It's a new week, so I've got a new theme. This week's theme is comic books. Yup. I'm going to write five posts about food inspired by comic books and it's going to be just as nerdy as you expect it to be. Oh yes. Let's kick things off with Jeff Lemire's Sweet Tooth.
Sweet Tooth tells the story of Gus, a human/deer hybrid born around the time The Sickness killed a large portion of the population and human/non-human hybrids started being born. After his father dies of The Sickness, Gus is left in the woods to fend for himself, until he meets Mr. Jeppard, who offers help, but may only be out to help himself. Then lots of other things happen.
I like comics (obviously), but I'm not really into superheroes, time travel or space ships. I love a good apocalypse, though, and Sweet Tooth is a fresh look at what people can be capable of when their whole lives have been turned upside down and they've lost everything they love. Think The Stand with antlers.
Or not.
Anyway, there's a great interaction between Gus and Jeppard when they settle in for their first night together. Jeppard has hunted up some dinner for them, leading to the following exchange:
(Sorry for the shitty scan. And if you're Jeff Lemire or a representative of Vertigo or DC Comics, sorry for scanning it at all. I just want to share it with people and encourage them to buy it. You can't argue with that, right? Please?)

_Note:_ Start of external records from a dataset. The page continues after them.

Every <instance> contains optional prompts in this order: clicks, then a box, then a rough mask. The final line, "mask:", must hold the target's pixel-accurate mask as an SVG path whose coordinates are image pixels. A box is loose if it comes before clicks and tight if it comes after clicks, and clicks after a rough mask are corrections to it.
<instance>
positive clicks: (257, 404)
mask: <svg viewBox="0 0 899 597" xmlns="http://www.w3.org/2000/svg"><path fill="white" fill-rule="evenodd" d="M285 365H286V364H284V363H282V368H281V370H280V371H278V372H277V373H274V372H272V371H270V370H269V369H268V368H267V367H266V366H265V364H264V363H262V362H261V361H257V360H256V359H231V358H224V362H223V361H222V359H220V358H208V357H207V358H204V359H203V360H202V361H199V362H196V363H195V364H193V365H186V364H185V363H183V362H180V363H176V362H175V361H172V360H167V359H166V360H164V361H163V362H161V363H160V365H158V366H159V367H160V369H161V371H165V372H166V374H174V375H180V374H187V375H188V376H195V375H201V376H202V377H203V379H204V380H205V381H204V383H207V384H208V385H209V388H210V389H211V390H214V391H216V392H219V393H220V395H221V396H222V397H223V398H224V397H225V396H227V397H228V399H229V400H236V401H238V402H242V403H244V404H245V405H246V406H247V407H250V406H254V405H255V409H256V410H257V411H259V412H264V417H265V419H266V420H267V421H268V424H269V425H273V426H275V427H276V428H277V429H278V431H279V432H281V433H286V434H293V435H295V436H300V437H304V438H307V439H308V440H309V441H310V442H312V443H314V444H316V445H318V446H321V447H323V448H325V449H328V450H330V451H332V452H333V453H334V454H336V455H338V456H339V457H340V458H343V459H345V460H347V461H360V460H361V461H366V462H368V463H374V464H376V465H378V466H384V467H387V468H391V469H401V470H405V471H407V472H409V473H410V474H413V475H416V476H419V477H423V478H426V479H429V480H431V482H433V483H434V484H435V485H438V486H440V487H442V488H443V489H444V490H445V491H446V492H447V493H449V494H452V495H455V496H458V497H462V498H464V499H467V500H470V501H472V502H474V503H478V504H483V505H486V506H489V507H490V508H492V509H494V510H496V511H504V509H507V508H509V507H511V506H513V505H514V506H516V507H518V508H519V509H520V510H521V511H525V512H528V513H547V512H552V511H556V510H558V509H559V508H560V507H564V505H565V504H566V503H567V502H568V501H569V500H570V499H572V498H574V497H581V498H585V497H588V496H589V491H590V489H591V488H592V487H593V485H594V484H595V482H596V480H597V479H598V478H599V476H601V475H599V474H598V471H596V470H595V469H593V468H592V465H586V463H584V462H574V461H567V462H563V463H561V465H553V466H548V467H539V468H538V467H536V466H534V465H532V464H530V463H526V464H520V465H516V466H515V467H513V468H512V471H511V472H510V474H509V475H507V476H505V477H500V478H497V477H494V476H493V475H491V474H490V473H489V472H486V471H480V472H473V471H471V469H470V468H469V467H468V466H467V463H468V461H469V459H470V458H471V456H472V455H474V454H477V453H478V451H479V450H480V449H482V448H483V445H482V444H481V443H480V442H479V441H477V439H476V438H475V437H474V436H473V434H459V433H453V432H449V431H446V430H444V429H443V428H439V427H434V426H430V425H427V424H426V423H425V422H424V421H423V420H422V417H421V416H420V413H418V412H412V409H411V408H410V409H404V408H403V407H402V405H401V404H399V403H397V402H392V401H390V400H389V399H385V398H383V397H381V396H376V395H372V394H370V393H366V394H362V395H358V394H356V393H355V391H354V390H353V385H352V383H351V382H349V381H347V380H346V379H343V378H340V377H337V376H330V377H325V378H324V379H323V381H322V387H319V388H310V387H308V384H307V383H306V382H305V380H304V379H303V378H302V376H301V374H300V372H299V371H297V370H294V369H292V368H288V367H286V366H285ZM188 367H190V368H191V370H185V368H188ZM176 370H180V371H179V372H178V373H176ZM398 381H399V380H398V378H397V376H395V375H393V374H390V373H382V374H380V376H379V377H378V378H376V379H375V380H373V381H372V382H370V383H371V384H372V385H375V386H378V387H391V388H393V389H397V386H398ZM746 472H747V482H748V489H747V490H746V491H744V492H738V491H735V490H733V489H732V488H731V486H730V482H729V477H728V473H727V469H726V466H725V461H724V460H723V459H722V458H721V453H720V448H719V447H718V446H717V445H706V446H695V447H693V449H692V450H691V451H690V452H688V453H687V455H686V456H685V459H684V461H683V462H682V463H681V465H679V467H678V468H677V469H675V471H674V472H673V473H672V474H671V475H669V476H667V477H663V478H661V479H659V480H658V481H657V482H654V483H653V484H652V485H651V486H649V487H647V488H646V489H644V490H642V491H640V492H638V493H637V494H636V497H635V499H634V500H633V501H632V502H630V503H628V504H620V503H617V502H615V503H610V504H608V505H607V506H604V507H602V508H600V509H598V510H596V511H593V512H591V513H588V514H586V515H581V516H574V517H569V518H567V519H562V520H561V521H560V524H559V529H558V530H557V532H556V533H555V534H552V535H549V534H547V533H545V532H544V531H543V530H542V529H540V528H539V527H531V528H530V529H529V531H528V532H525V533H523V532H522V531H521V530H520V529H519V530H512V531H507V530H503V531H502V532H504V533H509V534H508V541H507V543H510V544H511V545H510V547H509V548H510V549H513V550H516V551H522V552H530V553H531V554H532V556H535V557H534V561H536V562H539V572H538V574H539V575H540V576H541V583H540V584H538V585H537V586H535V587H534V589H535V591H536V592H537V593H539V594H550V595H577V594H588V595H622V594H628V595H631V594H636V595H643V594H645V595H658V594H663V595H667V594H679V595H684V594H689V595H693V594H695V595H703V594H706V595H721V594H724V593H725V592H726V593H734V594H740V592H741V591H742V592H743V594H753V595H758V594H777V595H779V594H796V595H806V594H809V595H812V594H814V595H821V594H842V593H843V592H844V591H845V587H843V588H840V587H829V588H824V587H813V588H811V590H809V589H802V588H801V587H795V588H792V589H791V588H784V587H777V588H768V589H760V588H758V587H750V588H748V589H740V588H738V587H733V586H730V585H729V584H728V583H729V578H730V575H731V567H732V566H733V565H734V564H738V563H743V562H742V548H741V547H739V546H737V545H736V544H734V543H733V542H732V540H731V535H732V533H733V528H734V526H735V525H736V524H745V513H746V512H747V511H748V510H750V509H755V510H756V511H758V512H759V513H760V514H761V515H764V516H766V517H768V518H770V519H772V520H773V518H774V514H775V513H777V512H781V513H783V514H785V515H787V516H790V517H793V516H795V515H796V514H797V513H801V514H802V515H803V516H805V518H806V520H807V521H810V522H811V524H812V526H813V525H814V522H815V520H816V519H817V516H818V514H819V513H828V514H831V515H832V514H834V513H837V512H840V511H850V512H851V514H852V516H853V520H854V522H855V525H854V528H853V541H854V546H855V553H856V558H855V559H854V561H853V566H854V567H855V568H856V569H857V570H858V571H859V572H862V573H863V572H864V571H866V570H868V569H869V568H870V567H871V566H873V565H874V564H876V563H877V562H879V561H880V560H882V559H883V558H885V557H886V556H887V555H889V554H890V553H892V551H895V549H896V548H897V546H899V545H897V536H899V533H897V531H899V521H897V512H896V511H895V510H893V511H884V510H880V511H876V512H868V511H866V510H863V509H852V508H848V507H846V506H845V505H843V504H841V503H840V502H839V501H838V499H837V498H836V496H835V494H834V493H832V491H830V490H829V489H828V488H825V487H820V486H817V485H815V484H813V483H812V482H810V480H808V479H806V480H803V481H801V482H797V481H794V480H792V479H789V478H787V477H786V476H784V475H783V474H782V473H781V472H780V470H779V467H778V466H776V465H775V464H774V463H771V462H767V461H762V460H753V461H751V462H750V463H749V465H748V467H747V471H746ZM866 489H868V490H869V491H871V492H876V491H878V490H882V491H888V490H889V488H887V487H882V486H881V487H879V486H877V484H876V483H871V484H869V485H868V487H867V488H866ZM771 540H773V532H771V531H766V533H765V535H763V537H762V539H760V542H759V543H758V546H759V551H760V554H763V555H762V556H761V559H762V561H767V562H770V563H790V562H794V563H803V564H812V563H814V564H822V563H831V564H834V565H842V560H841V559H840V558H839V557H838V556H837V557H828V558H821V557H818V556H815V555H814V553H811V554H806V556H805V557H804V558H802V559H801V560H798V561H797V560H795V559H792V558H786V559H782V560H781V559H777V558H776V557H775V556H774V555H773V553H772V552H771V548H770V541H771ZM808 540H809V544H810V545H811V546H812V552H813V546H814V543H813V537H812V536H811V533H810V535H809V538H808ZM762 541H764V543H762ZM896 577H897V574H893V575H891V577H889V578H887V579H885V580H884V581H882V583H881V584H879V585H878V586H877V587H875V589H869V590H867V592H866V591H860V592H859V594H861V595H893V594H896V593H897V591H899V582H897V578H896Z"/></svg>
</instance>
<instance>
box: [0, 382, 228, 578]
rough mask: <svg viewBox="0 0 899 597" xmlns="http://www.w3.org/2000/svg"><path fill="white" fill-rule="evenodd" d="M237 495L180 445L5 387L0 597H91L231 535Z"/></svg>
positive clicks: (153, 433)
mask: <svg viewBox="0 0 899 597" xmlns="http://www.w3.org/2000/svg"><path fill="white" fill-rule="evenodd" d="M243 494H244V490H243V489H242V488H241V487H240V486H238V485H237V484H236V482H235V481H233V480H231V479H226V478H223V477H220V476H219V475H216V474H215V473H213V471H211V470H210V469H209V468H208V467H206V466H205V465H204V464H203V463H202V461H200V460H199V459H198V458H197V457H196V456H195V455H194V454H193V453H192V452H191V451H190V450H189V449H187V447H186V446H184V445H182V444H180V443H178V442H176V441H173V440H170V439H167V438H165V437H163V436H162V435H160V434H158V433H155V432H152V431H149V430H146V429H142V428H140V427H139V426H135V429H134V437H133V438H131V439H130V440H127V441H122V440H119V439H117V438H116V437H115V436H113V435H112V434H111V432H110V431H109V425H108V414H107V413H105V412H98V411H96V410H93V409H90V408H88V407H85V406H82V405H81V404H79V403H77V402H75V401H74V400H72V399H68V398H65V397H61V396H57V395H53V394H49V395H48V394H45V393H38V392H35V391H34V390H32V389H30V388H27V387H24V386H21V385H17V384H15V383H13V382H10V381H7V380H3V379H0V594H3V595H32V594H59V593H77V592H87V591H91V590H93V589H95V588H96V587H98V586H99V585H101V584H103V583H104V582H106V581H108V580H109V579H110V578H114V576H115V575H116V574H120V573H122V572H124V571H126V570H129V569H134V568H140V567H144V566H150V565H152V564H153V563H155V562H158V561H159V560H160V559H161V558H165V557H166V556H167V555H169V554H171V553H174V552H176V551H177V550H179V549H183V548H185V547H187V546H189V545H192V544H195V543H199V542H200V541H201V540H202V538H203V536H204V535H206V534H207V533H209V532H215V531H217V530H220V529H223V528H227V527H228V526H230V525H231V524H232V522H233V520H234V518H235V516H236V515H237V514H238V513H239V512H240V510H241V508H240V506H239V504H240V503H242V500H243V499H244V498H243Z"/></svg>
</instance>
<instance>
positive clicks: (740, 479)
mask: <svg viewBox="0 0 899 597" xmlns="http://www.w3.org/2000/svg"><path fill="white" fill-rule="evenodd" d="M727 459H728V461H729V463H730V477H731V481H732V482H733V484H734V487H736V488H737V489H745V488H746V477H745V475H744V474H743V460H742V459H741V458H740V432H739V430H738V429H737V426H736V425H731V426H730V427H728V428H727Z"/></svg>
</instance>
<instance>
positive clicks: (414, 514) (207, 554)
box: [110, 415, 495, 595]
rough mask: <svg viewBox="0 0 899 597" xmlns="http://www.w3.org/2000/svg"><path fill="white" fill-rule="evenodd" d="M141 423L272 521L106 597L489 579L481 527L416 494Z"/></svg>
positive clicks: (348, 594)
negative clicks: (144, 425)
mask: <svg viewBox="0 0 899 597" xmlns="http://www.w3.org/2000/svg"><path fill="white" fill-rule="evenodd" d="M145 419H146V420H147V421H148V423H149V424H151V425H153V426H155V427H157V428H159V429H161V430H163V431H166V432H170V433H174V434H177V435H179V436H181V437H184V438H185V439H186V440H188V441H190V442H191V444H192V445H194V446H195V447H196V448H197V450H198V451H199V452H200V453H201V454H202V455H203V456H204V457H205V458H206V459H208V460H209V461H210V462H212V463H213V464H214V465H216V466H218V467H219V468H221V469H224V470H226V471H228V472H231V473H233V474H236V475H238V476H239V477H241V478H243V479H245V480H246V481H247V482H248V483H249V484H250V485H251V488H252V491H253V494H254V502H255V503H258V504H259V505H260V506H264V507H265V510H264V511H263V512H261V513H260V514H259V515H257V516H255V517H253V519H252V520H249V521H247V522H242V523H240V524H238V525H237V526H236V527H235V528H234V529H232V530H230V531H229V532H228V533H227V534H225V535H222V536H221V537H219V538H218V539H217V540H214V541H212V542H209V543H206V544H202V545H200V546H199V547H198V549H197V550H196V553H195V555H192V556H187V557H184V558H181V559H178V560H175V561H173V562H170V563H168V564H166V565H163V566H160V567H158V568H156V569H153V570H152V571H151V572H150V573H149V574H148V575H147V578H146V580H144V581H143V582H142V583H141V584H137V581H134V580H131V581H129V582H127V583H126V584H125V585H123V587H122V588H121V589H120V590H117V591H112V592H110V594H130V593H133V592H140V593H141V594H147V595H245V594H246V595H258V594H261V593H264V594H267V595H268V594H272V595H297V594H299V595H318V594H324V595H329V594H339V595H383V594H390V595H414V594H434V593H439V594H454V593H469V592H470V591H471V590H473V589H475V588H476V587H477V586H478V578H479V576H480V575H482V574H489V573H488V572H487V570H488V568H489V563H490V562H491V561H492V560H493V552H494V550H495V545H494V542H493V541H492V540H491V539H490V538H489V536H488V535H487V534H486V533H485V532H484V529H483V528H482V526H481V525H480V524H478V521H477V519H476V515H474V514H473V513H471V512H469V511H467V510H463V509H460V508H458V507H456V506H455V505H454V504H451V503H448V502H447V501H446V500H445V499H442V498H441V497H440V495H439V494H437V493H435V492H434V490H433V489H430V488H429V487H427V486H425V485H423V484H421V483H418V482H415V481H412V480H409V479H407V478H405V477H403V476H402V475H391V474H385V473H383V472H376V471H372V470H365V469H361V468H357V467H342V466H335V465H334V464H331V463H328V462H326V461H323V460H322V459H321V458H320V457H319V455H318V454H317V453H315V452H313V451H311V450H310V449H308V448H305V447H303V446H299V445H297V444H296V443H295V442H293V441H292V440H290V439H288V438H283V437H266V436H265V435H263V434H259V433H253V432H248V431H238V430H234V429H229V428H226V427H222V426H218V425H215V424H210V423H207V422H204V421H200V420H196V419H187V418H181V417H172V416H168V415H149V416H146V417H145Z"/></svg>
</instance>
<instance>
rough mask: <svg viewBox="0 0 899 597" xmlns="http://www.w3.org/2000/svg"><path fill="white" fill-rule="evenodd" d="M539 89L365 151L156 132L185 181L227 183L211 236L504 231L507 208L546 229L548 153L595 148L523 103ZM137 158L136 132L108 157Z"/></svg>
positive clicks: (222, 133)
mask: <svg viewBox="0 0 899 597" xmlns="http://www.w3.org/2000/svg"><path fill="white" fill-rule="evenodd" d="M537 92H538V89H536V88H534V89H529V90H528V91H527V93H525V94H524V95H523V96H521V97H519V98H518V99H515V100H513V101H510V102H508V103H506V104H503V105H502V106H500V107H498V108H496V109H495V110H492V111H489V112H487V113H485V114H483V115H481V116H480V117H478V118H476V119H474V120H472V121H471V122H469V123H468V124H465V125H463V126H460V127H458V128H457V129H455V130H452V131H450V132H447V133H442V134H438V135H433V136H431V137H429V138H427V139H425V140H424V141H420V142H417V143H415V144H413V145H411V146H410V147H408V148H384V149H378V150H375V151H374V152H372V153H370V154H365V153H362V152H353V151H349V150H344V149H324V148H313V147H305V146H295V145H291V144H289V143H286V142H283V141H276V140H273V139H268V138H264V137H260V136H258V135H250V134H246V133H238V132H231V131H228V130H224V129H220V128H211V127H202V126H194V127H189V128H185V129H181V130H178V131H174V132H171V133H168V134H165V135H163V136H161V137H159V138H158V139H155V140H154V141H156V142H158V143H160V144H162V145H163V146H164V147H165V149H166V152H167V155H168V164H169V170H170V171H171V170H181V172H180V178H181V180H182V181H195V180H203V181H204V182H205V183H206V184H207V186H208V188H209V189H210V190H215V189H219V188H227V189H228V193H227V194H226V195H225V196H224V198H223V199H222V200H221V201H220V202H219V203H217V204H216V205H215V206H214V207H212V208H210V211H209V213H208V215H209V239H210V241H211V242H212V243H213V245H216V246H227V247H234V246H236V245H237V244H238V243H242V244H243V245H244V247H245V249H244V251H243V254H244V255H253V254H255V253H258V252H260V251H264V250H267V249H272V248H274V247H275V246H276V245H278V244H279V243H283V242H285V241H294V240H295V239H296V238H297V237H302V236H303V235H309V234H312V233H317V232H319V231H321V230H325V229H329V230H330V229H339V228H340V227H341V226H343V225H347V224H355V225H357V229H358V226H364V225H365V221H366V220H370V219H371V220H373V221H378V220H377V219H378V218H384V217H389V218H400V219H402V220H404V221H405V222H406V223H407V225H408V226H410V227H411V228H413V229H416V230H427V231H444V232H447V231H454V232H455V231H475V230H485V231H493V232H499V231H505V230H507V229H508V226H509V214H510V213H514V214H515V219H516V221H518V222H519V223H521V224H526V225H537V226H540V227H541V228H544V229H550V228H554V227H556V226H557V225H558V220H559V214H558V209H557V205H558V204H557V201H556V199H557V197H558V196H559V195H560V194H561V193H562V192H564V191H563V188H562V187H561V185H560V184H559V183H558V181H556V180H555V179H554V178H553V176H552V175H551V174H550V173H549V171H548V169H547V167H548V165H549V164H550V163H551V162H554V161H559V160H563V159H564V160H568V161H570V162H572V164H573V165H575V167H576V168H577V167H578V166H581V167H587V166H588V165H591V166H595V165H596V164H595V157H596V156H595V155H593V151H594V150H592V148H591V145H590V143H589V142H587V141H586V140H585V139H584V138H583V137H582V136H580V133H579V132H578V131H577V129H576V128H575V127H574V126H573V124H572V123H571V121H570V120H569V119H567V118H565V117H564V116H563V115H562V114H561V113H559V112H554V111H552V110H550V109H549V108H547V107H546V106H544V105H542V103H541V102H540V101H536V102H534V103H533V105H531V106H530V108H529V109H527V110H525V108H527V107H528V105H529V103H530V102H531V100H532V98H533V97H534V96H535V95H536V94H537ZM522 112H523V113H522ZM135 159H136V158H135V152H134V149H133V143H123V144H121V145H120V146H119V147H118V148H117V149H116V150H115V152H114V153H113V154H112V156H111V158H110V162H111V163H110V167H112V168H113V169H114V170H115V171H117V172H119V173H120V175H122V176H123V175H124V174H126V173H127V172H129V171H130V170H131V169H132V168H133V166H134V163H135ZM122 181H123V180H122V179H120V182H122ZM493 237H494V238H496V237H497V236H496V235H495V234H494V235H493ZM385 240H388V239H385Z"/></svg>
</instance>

Gus was raised a vegetarian, which is awesome (actually, almost all of the hybrids we've encountered so far have been with herbivorous animals and the one carnivore wasn't very nice). Whether it's because he's part deer or because his father was ethically opposed to eating meat (or if his father was opposed to eating meat because his son was part deer), we still don't know.
Jeppard's reaction is right up there with "PETA stands for 'People Eating Tasty Animals'" and "If you were stranded on a dessert island with a cow, would you eat it?" But he comes around and offers Gus a Crunch bar, which he was shown to love earlier in the comic. Not exactly nutritionally balanced, but it made Gus happy (and earned him the nickname Sweet Tooth).
Jeff Lemire is Canadian and one of his other books, Essex County (which is AMAAAAAYZING), was recently nominated one of the best Canadian fiction books of the last decade, which is pretty damn cool (he also created The Nobody, which is in my giant To Be Read pile). Keeping that in mind, I broke out my copy of More Than Twigs and Berries and made Nanaimo Squares, a traditional Canadian treat I think Gus would love. It's made up of three layers: a chocolate cookie crumb and coconut bottom, cream in the middle and hard chocolate on the top. To really make it suit Gus' tastes, I tossed a few handfuls of crispy rice cereal (but not enough) into the chocolate layer to make it crunch.
It's delicious, but very sweet and VERY rich, making it suited to small portions (and making me suited to less guilt; it's really not the kind of thing I can eat a whole pan of, which is a novelty). It doesn't require any baking, but it still takes quite some time to make (most inactive) because each layer needs to chill for at least thirty minutes before you start the next. It's also very messy and I found it to be impossible to photograph appetizingly (but that's true of most of my food, isn't it?), so you'll have to trust me on the tastiness factor.
And that's Day One of Comics Week! Come back tomorrow for more geekery!
7 comments:
YES! This is a staple at my family's canadian thanksgiving! ...yummmy..!
Awesome theme this week!!!
What an awesome theme! Also, that chocolate crunch bar thing looks awesome.
Love the theme, and that final pic is making me slavver into my keyboard!!
what a cool theme! i'm looking forward to the rest of the week.
I've easily eaten an entire pan of nanaimo bars by myself. Should I be embarrassed? They're SO GOOD!
Thanks everyone! I'm having so much fun with this.